CentOS is actually a pretty popular distro. It is a rebuilt clone of Redhat Enterprise Linux, with the branding removed. It is mainly used as a server distro due to it's notorious stability. It is not as popular as a desktop distro however.
The stability is achieved by extensive testing and patching of software,. The long period of testing leads to the software being several versions outdated. I believe this would be the main reason CentOS is not as popular as a desktop distro. As one other point, because Redhat Enterprise Linux, and thus, CentOS too, are primarily built for server/office use, the repo lacks a lot of media software desirable by desktop users. This can deter some people too. There are third party repos for media software, but those packages haven't gone through the extensive testing the software in the main repo has, and sometimes can be incompatible with other third party repos often used.

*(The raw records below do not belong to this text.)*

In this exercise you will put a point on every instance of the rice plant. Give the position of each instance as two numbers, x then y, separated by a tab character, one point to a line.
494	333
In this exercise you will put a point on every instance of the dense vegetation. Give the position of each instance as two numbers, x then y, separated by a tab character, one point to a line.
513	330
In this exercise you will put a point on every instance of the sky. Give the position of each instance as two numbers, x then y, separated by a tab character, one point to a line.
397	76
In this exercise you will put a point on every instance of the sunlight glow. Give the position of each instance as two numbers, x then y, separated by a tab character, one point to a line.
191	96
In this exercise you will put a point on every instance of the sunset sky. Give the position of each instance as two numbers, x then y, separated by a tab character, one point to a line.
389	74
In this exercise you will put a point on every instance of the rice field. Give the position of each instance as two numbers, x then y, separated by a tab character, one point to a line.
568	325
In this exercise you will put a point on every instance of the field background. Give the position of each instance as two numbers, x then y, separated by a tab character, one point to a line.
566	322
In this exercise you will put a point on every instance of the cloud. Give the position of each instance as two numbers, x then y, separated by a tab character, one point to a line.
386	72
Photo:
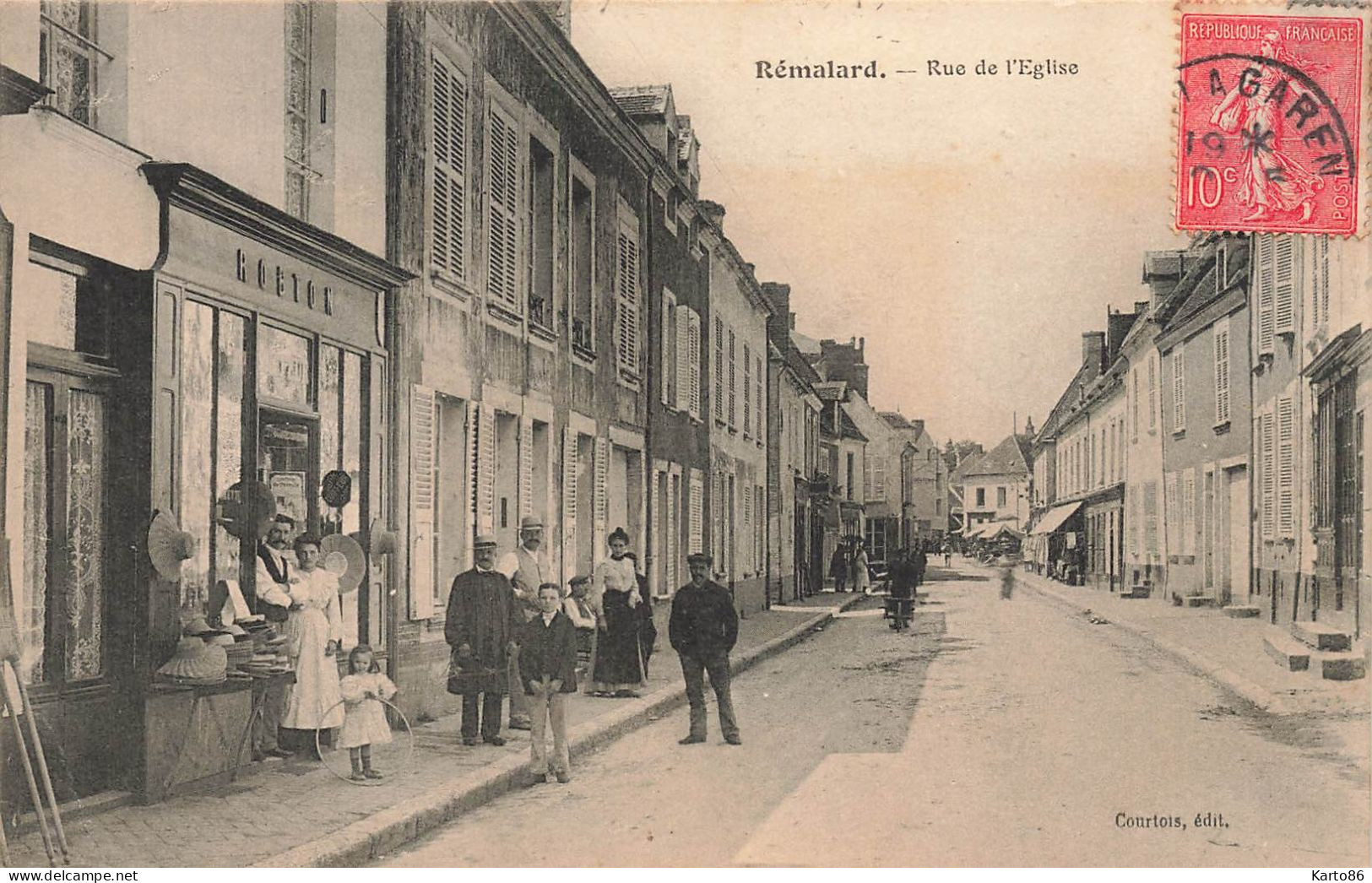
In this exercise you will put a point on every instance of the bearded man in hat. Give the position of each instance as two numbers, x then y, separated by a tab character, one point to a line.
526	568
702	630
480	627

These obstacles are quite avoidable under most other distros that cater for desktops. Why use CentOS at all then? because as i previously said, the stability makes it an excellent choice for the server if you don't want to pay for a Redhat license and don't need support. Other distros which cater more for the desktop provide more up to date software, providing more features, but usually with a sacrifice to the stability of the overall system. The stability of a distro, seems to vary between distos; usually with the more up to date software provided, the less stable it becomes.
Some distros believe in providing vanilla software, which means that the software is provided exactly (or as close as possible to) how the developers intended it to; not patching software at all (except perhaps security patches). Arch Linux and Slackware are two such distros. Most other distros create patches for some bugs before a piece of software is added to the repo. Distros that ship vanilla software provide software 'as is' because they think that additional patches added from distro devs can often lead to bugs in other parts. Because of additional patches added by distro devs, a official bug report can not be sent to the original devs of the software either, but instead needs to be sent to the distro devs. With distros that ship vanilla software, a bug report can be sent directly to the people whom created the software.
I hope that's helped; i've expanded a little on the original question, but i think it's all relevant and covers a few important points that are often over looked by Gnu/Linux users.